Same-Sex Marriage, Pro and Con.
Edited by Andrew Sullivan (Vintage, $14)Reviewed by R.L. Pela
Andrew Sullivan's Same-Sex Marriage, Pro and Con is nothing if not exhaustive, crowding a couple of thousand years' worth of commentary into some 400 encyclopedic pages. With last December's Hawaii court decision and the passage of the Defense of Marriage Act in Congress, the timing of this tome--although not the book itself--couldn't be better.
A senior editor at The New Republic and author of 1995's Virtually Normal: An Argument About Homosexuality, Sullivan has culled opinions from sources as diverse as Plato and Ann Landers, from material as old as the Book of Genesis and as new as an article on gay families by Melissa Etheridge and Julie Cypher.
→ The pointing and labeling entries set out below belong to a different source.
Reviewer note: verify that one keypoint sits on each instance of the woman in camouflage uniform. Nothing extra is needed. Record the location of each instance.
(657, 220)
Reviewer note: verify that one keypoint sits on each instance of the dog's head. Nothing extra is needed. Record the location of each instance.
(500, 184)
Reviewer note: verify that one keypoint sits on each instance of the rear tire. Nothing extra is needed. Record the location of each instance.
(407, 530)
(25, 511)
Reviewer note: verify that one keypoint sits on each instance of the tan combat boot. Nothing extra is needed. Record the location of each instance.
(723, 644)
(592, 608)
The book's whopping 83 essays remind us that the idea of same-sex marriage is anything but new. The most thought-provoking section, "my Marry? The Debate on the Left," includes Frank Browning's insightful essay on the benefits of the extended family versus the isolation of modem marriage. And a transcript of a debate in Congress pits a bumbling Sonny Bono against an eloquent Barney Frank.
Thanks to this sort of material, those who favor same-sex marriage tend to come out on top; and Sullivan's collection makes its points without being highbrow or scholarly. But no one benefits from the encyclopedic nature of this book. Ultimately it works better as a reference material than as a stimulating read.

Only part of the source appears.